The position as White House communications officer took Curtis “all over the world,” and allowed him to participate in many historical moments including: having dinner in the Queen’s Throne Room in Buckingham Palace, riding in Air Force One, viewing the signing of the START II nuclear treaty by President Bush and President Gorbachev, witnessing Clinton nominate Ruth Bader Ginsburg to the Supreme Court, and Michael Jackson singing at Clinton’s Inauguration. His military experience includes spending 2,000 hours in EC-135 “Looking Glass” aircraft and serving in the Gulf War.

After Air Force retirement, Curtis worked at A.G. Edwards until the events of 9/11. His calling to support the U.S. once again led him to SRA International as a Vice President where he worked on government defense contact for thirteen years until the transition to full-time professorship.

Curtis sits on the Board of Directors Armed Forces Communications and Electronics Association (AFCEA,) and spoke at the Association’s last conference on the topic: 7 Elements of Risk Management for Cyber Security. In the previous year, he has also spoken at the Gateway Cyber Conventions on “Preparing Cyber Warriors, How Academia Is Embracing Cybersecurity” and at Ball State University on “Doxxing,” made recent appearances on KMOX to discuss Cybersecurity, and the threat to national security, and promoted the Cybersecurity Program with Webster University President Stroble on Fox2 News.

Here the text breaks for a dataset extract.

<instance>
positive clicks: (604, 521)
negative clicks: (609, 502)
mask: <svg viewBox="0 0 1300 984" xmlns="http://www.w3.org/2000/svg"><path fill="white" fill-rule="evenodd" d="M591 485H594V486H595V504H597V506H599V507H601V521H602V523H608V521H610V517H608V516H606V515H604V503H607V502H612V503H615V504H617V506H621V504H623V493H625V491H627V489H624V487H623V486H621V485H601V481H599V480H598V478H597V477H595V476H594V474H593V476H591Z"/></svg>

His experiences have given him the ability to integrate real Cybersecurity experiences and scenarios into his curriculum. He is enthusiastic about the importance of the program and its high career projections. Curtis believes that academia is a crucial component to private and public partnerships to unite for the common goal of cybersecurity in America. “It is not a matter of have you been attacked by a cyber-attack, but when it will happen to you and how devastating it will be to your life.”